Molecular changes in Human Retinal Pericytes (HRP) cultured in high-glucose medium. (A and B) mRNA expression for profibrotic genes COL1A1, COL1A2, LUM, THBS2, AEBP1, CTHRC1, MFAP5, ACTA2, and FN1 (A) and pericyte markers CSPG4 and PDGFRB (B) upon 24-hour and 48-hour high glucose (30 mM) medium culture. TGF-β treatment (10 ng/mL) was used as a positive control for fibrosis induction and mannitol (24nM) was used as osmotic control. Summary of 3 independent experiments is shown. One-way ANOVA followed by Tukey’s multiple comparison test were used. *P < 0.05, **P < 0.01, ***P < 0.001, ****P < 0.0001. NG, normal glucose (n = 6); Man, mannitol (n = 6); HG, high glucose (n = 6); TGF-β (n = 6).
Next, to determine whether blocking AEBP1 expression could protect pericytes against the fibrogenic effect of high glucose, we downregulated AEBP1 expression by siRNA in HRP cultured in normal or high glucose. After confirming siRNA-mediated downregulation of AEBP1 mRNA and protein expression (Figure 9A), we observed significantly decreased profibrotic gene expression in HRP cells exposed to high glucose when transfected with AEBP1 siRNA compared with cells transfected with nontargeting siRNA (scramble). Notably, we observed a substantial attenuation of COL1A1, LUM, THBS2, AEBP1, COL1A2, and CTHRC1, but not of MFAP5 and ACTA2 expression (Figure 9B). These results confirmed the involvement of AEBP1 in driving and modulating the pericyte transition toward myofibroblastic phenotype.

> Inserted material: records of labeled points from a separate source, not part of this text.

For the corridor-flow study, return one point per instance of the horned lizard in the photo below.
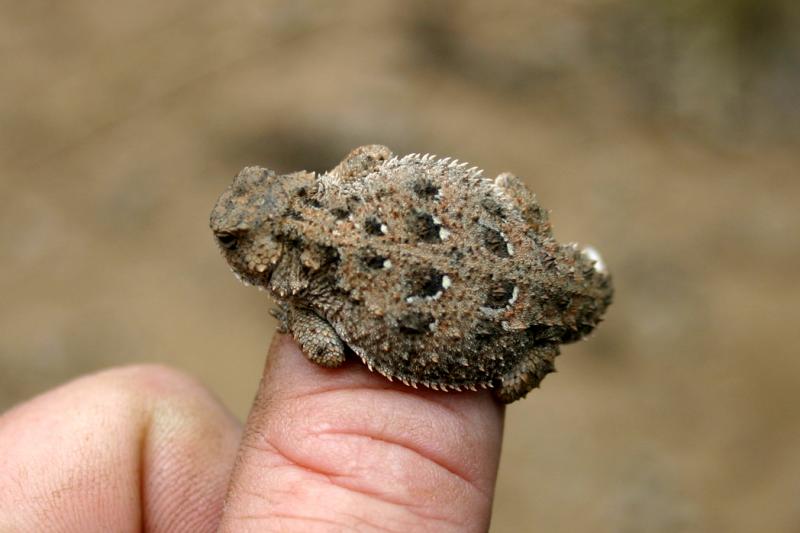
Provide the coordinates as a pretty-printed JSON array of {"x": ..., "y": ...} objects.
[{"x": 427, "y": 271}]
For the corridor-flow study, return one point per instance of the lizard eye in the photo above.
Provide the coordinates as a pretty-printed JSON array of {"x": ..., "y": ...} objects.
[{"x": 227, "y": 240}]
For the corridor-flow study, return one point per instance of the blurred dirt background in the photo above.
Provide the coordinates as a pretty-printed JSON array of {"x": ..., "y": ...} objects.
[{"x": 665, "y": 133}]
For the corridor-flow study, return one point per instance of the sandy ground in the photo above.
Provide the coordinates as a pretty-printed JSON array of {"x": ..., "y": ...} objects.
[{"x": 678, "y": 159}]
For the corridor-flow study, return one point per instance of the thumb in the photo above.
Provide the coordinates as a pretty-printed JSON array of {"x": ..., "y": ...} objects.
[{"x": 341, "y": 449}]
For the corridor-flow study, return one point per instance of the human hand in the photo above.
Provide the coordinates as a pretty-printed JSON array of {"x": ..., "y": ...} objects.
[{"x": 148, "y": 449}]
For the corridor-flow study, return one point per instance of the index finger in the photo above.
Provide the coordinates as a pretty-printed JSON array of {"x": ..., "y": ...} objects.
[{"x": 341, "y": 448}]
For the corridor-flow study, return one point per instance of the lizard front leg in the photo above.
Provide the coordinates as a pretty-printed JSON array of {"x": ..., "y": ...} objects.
[{"x": 316, "y": 337}]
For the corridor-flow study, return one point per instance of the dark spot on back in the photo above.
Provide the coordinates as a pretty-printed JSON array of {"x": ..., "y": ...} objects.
[
  {"x": 425, "y": 188},
  {"x": 312, "y": 202},
  {"x": 541, "y": 333},
  {"x": 499, "y": 294},
  {"x": 372, "y": 226},
  {"x": 373, "y": 260},
  {"x": 494, "y": 241},
  {"x": 493, "y": 207},
  {"x": 423, "y": 227},
  {"x": 415, "y": 323},
  {"x": 426, "y": 282},
  {"x": 340, "y": 212}
]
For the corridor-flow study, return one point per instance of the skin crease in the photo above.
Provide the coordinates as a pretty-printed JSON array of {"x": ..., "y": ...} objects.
[{"x": 147, "y": 448}]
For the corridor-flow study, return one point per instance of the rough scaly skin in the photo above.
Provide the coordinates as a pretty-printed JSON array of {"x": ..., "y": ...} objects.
[{"x": 429, "y": 272}]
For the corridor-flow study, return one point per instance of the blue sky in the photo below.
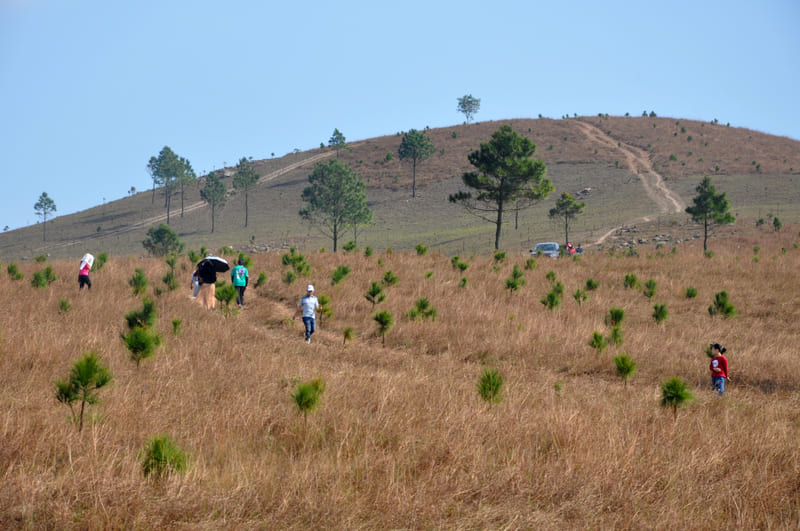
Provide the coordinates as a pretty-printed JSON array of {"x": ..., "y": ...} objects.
[{"x": 90, "y": 90}]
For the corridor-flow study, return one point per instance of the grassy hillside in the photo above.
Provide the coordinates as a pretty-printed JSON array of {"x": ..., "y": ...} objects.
[
  {"x": 614, "y": 157},
  {"x": 401, "y": 438}
]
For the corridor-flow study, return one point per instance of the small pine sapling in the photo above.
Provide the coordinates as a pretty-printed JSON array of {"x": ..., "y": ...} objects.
[
  {"x": 626, "y": 367},
  {"x": 674, "y": 394},
  {"x": 85, "y": 378},
  {"x": 375, "y": 294},
  {"x": 385, "y": 321},
  {"x": 162, "y": 456}
]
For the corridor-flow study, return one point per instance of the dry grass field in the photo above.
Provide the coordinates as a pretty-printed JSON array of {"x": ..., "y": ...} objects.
[
  {"x": 610, "y": 156},
  {"x": 401, "y": 439}
]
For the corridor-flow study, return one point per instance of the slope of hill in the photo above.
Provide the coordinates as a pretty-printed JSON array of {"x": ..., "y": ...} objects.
[{"x": 638, "y": 170}]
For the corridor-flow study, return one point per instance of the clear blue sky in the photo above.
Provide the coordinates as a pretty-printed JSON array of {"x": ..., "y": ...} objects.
[{"x": 90, "y": 90}]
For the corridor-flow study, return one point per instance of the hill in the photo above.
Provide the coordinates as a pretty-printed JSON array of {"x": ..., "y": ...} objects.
[{"x": 637, "y": 171}]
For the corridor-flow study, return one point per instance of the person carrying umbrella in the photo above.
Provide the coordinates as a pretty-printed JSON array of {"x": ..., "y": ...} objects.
[
  {"x": 308, "y": 305},
  {"x": 83, "y": 271},
  {"x": 240, "y": 277}
]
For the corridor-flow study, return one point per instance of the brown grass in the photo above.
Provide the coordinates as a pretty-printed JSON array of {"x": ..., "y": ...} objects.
[
  {"x": 402, "y": 439},
  {"x": 576, "y": 159}
]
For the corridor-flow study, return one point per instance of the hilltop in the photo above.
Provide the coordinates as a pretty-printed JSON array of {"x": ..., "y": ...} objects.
[{"x": 633, "y": 171}]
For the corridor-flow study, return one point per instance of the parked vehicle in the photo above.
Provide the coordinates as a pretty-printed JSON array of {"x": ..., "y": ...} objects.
[{"x": 551, "y": 249}]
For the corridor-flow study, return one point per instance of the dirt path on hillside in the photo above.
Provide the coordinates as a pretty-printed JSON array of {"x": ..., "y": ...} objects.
[
  {"x": 637, "y": 161},
  {"x": 176, "y": 212}
]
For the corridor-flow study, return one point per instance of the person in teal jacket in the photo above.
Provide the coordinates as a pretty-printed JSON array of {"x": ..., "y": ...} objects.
[{"x": 240, "y": 276}]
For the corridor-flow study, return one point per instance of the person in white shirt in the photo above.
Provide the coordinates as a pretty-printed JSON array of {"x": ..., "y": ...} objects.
[{"x": 309, "y": 306}]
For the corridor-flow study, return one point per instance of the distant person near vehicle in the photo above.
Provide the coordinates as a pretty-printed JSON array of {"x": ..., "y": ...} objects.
[
  {"x": 240, "y": 277},
  {"x": 195, "y": 281},
  {"x": 83, "y": 271},
  {"x": 719, "y": 368},
  {"x": 208, "y": 289},
  {"x": 308, "y": 305}
]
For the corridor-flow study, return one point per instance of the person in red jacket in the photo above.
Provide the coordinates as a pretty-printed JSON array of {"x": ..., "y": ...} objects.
[{"x": 719, "y": 368}]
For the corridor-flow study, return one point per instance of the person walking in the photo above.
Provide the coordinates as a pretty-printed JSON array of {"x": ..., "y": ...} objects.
[
  {"x": 240, "y": 277},
  {"x": 208, "y": 289},
  {"x": 719, "y": 368},
  {"x": 308, "y": 305},
  {"x": 83, "y": 271}
]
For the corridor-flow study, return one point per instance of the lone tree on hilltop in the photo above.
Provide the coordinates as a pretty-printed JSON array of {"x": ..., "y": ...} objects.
[
  {"x": 567, "y": 208},
  {"x": 336, "y": 199},
  {"x": 469, "y": 106},
  {"x": 43, "y": 208},
  {"x": 186, "y": 176},
  {"x": 709, "y": 208},
  {"x": 215, "y": 194},
  {"x": 167, "y": 170},
  {"x": 337, "y": 142},
  {"x": 418, "y": 147},
  {"x": 244, "y": 179},
  {"x": 507, "y": 177}
]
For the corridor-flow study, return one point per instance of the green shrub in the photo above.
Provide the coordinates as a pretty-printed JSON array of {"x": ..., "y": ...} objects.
[
  {"x": 307, "y": 395},
  {"x": 598, "y": 342},
  {"x": 389, "y": 278},
  {"x": 631, "y": 281},
  {"x": 339, "y": 274},
  {"x": 141, "y": 344},
  {"x": 385, "y": 321},
  {"x": 162, "y": 456},
  {"x": 226, "y": 294},
  {"x": 551, "y": 300},
  {"x": 516, "y": 281},
  {"x": 649, "y": 288},
  {"x": 13, "y": 272},
  {"x": 85, "y": 378},
  {"x": 660, "y": 312},
  {"x": 138, "y": 282},
  {"x": 579, "y": 296},
  {"x": 626, "y": 367},
  {"x": 674, "y": 394},
  {"x": 43, "y": 278},
  {"x": 375, "y": 294},
  {"x": 615, "y": 316},
  {"x": 289, "y": 277}
]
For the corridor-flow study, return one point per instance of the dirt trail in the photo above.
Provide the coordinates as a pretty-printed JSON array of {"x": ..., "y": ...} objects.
[
  {"x": 637, "y": 161},
  {"x": 176, "y": 212}
]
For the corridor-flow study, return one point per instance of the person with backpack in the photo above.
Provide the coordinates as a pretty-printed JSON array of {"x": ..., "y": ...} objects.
[{"x": 240, "y": 277}]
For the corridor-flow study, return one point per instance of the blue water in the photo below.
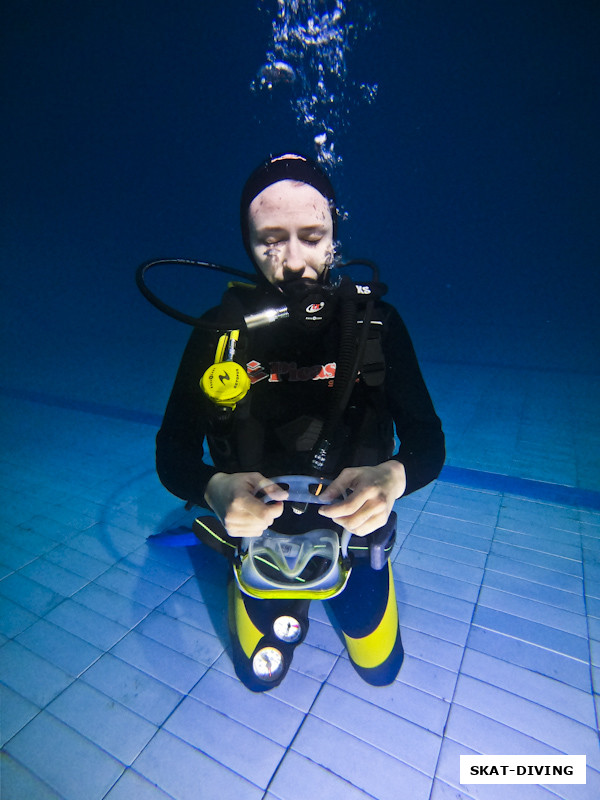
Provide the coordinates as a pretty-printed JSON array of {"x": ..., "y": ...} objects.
[{"x": 128, "y": 128}]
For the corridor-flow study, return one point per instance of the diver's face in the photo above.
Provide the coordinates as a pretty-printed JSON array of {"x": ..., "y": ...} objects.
[{"x": 291, "y": 232}]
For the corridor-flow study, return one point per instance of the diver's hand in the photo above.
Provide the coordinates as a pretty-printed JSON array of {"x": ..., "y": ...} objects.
[
  {"x": 232, "y": 498},
  {"x": 373, "y": 493}
]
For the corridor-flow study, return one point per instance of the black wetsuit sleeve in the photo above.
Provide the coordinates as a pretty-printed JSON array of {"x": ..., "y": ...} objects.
[
  {"x": 180, "y": 441},
  {"x": 422, "y": 445}
]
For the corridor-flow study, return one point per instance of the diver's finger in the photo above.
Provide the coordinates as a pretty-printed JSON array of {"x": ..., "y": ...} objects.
[{"x": 345, "y": 508}]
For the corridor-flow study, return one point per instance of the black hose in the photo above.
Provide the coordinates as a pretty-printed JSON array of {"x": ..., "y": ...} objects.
[{"x": 196, "y": 322}]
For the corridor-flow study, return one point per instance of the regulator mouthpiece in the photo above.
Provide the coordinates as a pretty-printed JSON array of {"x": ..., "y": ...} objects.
[{"x": 266, "y": 317}]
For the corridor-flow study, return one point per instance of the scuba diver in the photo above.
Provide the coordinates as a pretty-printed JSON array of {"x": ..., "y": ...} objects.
[{"x": 318, "y": 392}]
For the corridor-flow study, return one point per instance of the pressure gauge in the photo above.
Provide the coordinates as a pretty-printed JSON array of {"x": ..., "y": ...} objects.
[
  {"x": 268, "y": 664},
  {"x": 287, "y": 629}
]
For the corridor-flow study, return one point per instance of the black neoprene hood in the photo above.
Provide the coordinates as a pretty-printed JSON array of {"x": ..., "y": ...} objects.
[{"x": 288, "y": 166}]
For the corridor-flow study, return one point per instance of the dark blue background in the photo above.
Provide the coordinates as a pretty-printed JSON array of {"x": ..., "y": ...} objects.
[{"x": 129, "y": 127}]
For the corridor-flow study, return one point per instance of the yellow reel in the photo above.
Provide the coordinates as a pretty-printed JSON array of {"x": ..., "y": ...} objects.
[{"x": 225, "y": 382}]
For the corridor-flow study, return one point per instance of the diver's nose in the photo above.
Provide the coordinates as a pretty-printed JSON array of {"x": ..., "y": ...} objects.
[{"x": 293, "y": 259}]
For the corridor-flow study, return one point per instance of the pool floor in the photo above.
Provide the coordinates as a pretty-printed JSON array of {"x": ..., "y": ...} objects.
[{"x": 116, "y": 677}]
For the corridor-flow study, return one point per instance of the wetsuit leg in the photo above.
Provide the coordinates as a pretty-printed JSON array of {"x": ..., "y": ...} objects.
[
  {"x": 251, "y": 627},
  {"x": 367, "y": 614}
]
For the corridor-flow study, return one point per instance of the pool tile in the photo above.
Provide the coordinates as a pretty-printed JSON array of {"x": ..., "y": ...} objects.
[
  {"x": 66, "y": 651},
  {"x": 70, "y": 764},
  {"x": 132, "y": 786},
  {"x": 390, "y": 733},
  {"x": 19, "y": 782},
  {"x": 158, "y": 661},
  {"x": 114, "y": 728},
  {"x": 197, "y": 645},
  {"x": 254, "y": 757},
  {"x": 132, "y": 688},
  {"x": 345, "y": 756},
  {"x": 298, "y": 778},
  {"x": 30, "y": 675},
  {"x": 184, "y": 772},
  {"x": 262, "y": 712},
  {"x": 16, "y": 713},
  {"x": 81, "y": 621}
]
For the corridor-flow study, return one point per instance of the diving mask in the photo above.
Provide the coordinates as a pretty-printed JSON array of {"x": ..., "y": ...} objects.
[{"x": 311, "y": 565}]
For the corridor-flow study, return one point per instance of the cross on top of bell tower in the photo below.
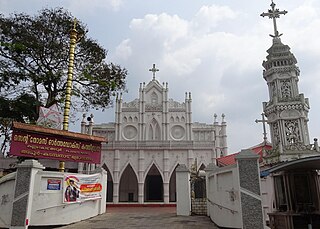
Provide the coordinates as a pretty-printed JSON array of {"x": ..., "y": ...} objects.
[
  {"x": 274, "y": 13},
  {"x": 154, "y": 70}
]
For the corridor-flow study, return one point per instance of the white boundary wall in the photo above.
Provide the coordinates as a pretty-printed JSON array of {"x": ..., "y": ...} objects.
[{"x": 223, "y": 197}]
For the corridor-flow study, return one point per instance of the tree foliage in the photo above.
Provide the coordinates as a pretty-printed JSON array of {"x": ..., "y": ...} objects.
[{"x": 34, "y": 55}]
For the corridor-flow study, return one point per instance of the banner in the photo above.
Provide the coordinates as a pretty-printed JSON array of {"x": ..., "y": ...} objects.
[
  {"x": 54, "y": 144},
  {"x": 81, "y": 187}
]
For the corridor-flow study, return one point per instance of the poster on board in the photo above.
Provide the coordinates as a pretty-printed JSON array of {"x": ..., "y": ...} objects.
[
  {"x": 81, "y": 187},
  {"x": 53, "y": 184}
]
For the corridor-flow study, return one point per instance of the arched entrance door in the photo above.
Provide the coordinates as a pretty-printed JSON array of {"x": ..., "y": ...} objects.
[
  {"x": 109, "y": 184},
  {"x": 153, "y": 186},
  {"x": 128, "y": 190},
  {"x": 172, "y": 187}
]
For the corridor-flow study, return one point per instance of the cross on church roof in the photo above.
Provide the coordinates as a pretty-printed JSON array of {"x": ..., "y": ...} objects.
[
  {"x": 274, "y": 13},
  {"x": 264, "y": 121},
  {"x": 154, "y": 70}
]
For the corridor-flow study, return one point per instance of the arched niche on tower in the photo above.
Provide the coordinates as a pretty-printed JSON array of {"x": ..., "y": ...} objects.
[
  {"x": 128, "y": 188},
  {"x": 153, "y": 185},
  {"x": 290, "y": 114},
  {"x": 109, "y": 183}
]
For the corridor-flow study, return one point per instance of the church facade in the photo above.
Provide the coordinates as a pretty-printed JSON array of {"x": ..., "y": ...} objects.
[{"x": 151, "y": 135}]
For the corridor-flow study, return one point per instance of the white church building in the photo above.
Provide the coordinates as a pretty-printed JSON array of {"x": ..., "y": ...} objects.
[{"x": 151, "y": 135}]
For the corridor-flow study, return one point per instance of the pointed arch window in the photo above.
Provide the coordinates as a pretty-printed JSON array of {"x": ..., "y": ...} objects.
[
  {"x": 154, "y": 98},
  {"x": 154, "y": 130}
]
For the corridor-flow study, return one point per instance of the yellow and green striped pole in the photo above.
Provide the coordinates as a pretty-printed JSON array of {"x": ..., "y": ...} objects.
[{"x": 73, "y": 41}]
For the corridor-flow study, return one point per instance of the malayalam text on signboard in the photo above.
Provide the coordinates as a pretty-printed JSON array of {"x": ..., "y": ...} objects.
[{"x": 52, "y": 146}]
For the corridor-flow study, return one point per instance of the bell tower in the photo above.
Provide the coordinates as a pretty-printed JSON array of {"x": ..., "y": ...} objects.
[{"x": 287, "y": 108}]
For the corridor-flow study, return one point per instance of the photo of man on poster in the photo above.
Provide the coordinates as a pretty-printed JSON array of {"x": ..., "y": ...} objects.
[{"x": 72, "y": 190}]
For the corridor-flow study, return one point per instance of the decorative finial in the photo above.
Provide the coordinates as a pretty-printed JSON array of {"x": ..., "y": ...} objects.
[
  {"x": 274, "y": 13},
  {"x": 154, "y": 70}
]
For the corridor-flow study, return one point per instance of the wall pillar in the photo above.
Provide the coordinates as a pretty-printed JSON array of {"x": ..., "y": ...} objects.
[
  {"x": 250, "y": 195},
  {"x": 183, "y": 190},
  {"x": 210, "y": 168},
  {"x": 141, "y": 177},
  {"x": 23, "y": 193},
  {"x": 116, "y": 173}
]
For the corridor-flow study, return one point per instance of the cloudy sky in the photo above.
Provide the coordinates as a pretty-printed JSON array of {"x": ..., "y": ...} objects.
[{"x": 213, "y": 49}]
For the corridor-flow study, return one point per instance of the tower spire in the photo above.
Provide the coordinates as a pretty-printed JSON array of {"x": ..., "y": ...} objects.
[
  {"x": 274, "y": 13},
  {"x": 154, "y": 70}
]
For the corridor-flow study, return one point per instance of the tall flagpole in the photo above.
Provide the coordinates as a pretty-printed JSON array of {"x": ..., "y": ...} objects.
[{"x": 73, "y": 41}]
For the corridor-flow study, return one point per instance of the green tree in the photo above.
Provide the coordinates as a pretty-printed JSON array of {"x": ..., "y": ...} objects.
[{"x": 34, "y": 56}]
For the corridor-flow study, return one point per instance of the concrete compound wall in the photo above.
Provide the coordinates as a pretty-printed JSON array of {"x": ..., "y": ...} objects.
[
  {"x": 31, "y": 204},
  {"x": 233, "y": 193},
  {"x": 223, "y": 197}
]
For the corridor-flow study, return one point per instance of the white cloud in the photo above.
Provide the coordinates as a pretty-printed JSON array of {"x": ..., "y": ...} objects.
[
  {"x": 208, "y": 17},
  {"x": 124, "y": 51},
  {"x": 82, "y": 6}
]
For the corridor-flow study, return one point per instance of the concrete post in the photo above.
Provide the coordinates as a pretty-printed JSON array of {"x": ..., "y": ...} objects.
[
  {"x": 210, "y": 168},
  {"x": 183, "y": 190},
  {"x": 23, "y": 193},
  {"x": 104, "y": 181},
  {"x": 250, "y": 195}
]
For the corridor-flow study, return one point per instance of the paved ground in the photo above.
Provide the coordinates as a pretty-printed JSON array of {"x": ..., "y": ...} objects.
[{"x": 143, "y": 217}]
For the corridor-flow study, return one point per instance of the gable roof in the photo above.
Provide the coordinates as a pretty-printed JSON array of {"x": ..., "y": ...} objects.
[{"x": 230, "y": 159}]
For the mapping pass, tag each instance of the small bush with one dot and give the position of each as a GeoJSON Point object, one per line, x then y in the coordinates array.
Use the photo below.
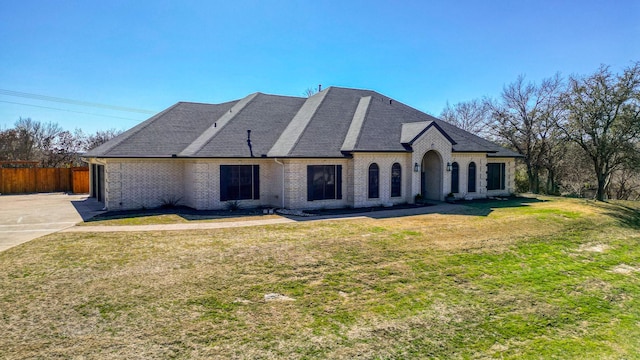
{"type": "Point", "coordinates": [233, 205]}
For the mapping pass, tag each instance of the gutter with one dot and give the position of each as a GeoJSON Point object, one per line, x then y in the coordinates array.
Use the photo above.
{"type": "Point", "coordinates": [281, 164]}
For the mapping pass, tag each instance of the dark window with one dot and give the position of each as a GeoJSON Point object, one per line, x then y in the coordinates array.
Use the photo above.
{"type": "Point", "coordinates": [239, 182]}
{"type": "Point", "coordinates": [374, 181]}
{"type": "Point", "coordinates": [396, 180]}
{"type": "Point", "coordinates": [324, 182]}
{"type": "Point", "coordinates": [495, 176]}
{"type": "Point", "coordinates": [455, 178]}
{"type": "Point", "coordinates": [472, 178]}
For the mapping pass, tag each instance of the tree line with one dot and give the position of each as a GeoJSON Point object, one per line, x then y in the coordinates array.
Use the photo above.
{"type": "Point", "coordinates": [576, 135]}
{"type": "Point", "coordinates": [47, 143]}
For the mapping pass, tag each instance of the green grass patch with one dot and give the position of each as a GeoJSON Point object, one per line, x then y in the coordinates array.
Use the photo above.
{"type": "Point", "coordinates": [558, 278]}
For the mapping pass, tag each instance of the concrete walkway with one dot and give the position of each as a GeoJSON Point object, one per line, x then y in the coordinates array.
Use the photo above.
{"type": "Point", "coordinates": [382, 214]}
{"type": "Point", "coordinates": [26, 217]}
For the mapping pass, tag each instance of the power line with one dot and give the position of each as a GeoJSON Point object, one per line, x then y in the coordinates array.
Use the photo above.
{"type": "Point", "coordinates": [73, 102]}
{"type": "Point", "coordinates": [73, 111]}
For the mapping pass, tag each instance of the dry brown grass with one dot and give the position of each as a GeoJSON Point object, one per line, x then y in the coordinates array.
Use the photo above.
{"type": "Point", "coordinates": [411, 287]}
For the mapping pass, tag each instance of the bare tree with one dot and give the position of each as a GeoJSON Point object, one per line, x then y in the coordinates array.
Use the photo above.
{"type": "Point", "coordinates": [100, 137]}
{"type": "Point", "coordinates": [524, 120]}
{"type": "Point", "coordinates": [603, 118]}
{"type": "Point", "coordinates": [472, 116]}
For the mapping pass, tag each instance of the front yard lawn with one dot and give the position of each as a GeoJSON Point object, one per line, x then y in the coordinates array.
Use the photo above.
{"type": "Point", "coordinates": [558, 278]}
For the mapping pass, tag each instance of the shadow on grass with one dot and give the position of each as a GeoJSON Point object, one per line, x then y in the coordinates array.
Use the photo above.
{"type": "Point", "coordinates": [480, 207]}
{"type": "Point", "coordinates": [626, 212]}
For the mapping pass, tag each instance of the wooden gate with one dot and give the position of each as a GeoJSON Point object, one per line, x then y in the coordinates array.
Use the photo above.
{"type": "Point", "coordinates": [34, 180]}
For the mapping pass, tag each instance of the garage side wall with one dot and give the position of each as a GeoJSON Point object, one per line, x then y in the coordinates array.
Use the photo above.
{"type": "Point", "coordinates": [141, 183]}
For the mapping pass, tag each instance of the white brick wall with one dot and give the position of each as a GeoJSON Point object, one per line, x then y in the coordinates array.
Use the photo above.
{"type": "Point", "coordinates": [463, 160]}
{"type": "Point", "coordinates": [510, 169]}
{"type": "Point", "coordinates": [296, 184]}
{"type": "Point", "coordinates": [432, 140]}
{"type": "Point", "coordinates": [148, 183]}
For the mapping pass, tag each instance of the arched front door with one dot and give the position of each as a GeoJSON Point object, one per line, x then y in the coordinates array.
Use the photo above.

Molecular changes in human retinal pericytes (HRP) cultured in high-glucose medium after siAEBP1 transfection. (A) mRNA and protein expression for AEBP1 after siRNA transfection. Scale bar: 100 μm. Representative images from 3 independent experiments are shown. (B) mRNA expression for profibrotic genes COL1A1, COL1A2, LUM, THBS2, CTHRC1, MFAP5, ACTA2, and AEBP1 upon 24-hour culture in high glucose (30 mM) medium, with downregulation of endogenous AEBP1 levels by siRNA assay. Summary of 3 independent experiments is shown. Two-way ANOVA test and Mann-Whitney U test were used. *P < 0.05, **P < 0.01, ***P < 0.001, ****P < 0.0001. NG, normal glucose (n = 6); HG, high glucose (n = 8).